Through an in-depth qualitative study the project aims to reveal how the technical and social intertwine and emerge in the 'digital fashion' object, and how this object might (re)produce dynamics and relations beyond its most immediate environment - the screen. The project is methodologically progressive, combining tried and true methods with the cutting edge, developed specifically for reestablishing a contemporary Anthropology of Technology (Coupaye 2020).
Ethnographically two-fold, it will explore both the technical functioning of complex ensembles of hardware and software that together make 'digital fashion', as well as the bodily, sensory, and cognitive processes that take place when participants use 'digital fashion' objects. Taken together, the subsequent analysis will reveal what becomes in and from processes of arranging, connecting, and negotiating between digital objects and physical bodies.
This project thusly examines the 'agency of things' from a perspective which aims to overcome the nature-culture divide that perpetuates human exceptionality and as such contributes to the growing conversation about technodiversity and the Anthropocene.
The project draws on literature from the Anthropology of Fashion, Digital Anthropology, and the Anthropology of Technics.
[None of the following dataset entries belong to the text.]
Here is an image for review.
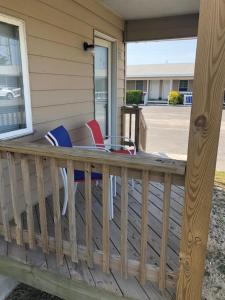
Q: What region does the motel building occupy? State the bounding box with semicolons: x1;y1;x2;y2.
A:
127;63;194;104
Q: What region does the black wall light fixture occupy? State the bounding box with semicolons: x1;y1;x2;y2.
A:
83;42;95;51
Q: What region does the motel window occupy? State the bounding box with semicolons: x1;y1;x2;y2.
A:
0;14;32;139
179;80;188;92
136;80;144;91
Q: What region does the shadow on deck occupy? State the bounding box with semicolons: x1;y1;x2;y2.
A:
0;179;184;300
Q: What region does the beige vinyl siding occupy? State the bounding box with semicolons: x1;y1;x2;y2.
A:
0;0;125;221
127;80;135;91
188;80;194;92
0;0;124;145
173;80;180;91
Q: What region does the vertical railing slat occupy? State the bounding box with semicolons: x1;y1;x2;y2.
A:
129;113;133;139
0;153;11;242
102;165;110;273
67;160;78;263
50;158;63;265
140;171;149;285
35;156;49;254
120;168;128;279
7;152;23;246
159;174;172;290
21;157;35;249
85;163;94;268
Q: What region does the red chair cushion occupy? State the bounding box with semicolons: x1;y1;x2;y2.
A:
112;149;134;155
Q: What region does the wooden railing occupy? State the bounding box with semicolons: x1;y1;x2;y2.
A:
121;106;147;151
0;142;185;290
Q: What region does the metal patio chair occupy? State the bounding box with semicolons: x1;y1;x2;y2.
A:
45;125;113;220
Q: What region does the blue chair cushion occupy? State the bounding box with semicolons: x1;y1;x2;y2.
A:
48;125;73;148
47;125;102;181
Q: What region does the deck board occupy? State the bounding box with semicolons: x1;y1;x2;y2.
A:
0;178;184;300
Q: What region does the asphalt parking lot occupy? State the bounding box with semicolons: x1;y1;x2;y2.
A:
143;106;225;171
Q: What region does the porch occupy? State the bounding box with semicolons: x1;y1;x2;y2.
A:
0;143;185;299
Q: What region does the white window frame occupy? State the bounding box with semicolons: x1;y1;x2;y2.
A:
179;79;189;93
94;30;118;141
0;14;33;140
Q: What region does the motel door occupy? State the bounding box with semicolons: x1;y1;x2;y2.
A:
94;38;112;143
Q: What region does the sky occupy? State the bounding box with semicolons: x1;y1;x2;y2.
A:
127;39;197;65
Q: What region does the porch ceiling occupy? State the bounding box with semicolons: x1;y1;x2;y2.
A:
101;0;200;20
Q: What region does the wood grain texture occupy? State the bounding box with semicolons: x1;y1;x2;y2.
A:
0;142;186;177
84;163;94;268
120;168;128;279
159;174;172;291
140;171;149;285
7;152;23;246
50;158;63;265
177;0;225;300
0;153;11;242
67;160;78;262
21;157;35;249
102;165;110;273
35;156;49;253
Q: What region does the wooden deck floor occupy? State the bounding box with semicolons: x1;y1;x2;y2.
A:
0;181;184;300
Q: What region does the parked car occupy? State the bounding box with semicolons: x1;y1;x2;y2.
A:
0;87;21;100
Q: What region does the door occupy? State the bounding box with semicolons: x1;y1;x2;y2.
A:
150;80;160;100
94;38;112;143
162;80;170;100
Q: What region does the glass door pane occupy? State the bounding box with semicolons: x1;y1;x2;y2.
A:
95;39;111;137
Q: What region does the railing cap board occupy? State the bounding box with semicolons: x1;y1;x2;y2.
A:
0;141;186;175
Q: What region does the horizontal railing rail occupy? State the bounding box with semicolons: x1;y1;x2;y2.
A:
0;142;186;290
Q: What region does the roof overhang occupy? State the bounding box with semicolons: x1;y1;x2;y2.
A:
101;0;199;42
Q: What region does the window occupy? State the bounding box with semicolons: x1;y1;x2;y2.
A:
179;80;188;92
0;14;32;139
136;80;144;91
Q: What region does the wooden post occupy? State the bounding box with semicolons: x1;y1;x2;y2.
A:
177;0;225;300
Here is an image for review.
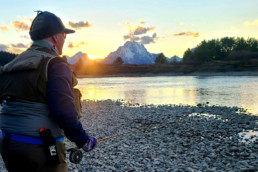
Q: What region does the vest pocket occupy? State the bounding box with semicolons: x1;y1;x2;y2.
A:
73;88;82;118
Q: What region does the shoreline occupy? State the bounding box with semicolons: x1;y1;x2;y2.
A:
77;71;258;78
0;100;258;172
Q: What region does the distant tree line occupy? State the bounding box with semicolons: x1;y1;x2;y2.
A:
0;51;17;66
183;37;258;63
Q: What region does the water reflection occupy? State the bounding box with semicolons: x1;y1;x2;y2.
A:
77;76;258;114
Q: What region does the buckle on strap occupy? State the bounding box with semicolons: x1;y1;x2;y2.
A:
2;130;64;145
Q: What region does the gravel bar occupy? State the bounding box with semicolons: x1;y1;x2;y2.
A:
0;100;258;172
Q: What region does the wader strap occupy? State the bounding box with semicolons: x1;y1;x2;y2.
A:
2;130;64;145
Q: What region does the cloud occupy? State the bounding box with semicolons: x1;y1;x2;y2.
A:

Through these strands it deals with themes such as: self and personhood, appearance, posthumanism, aesthetics, design, computing, mixed and extended reality. Findings will be of relevance to those invested in human-computer interaction and spatial computing; producers of 3D digital body objects; executives and marketers in the fashion industry; designers, and those interested in digitalisation, consumption, and digital self-representation.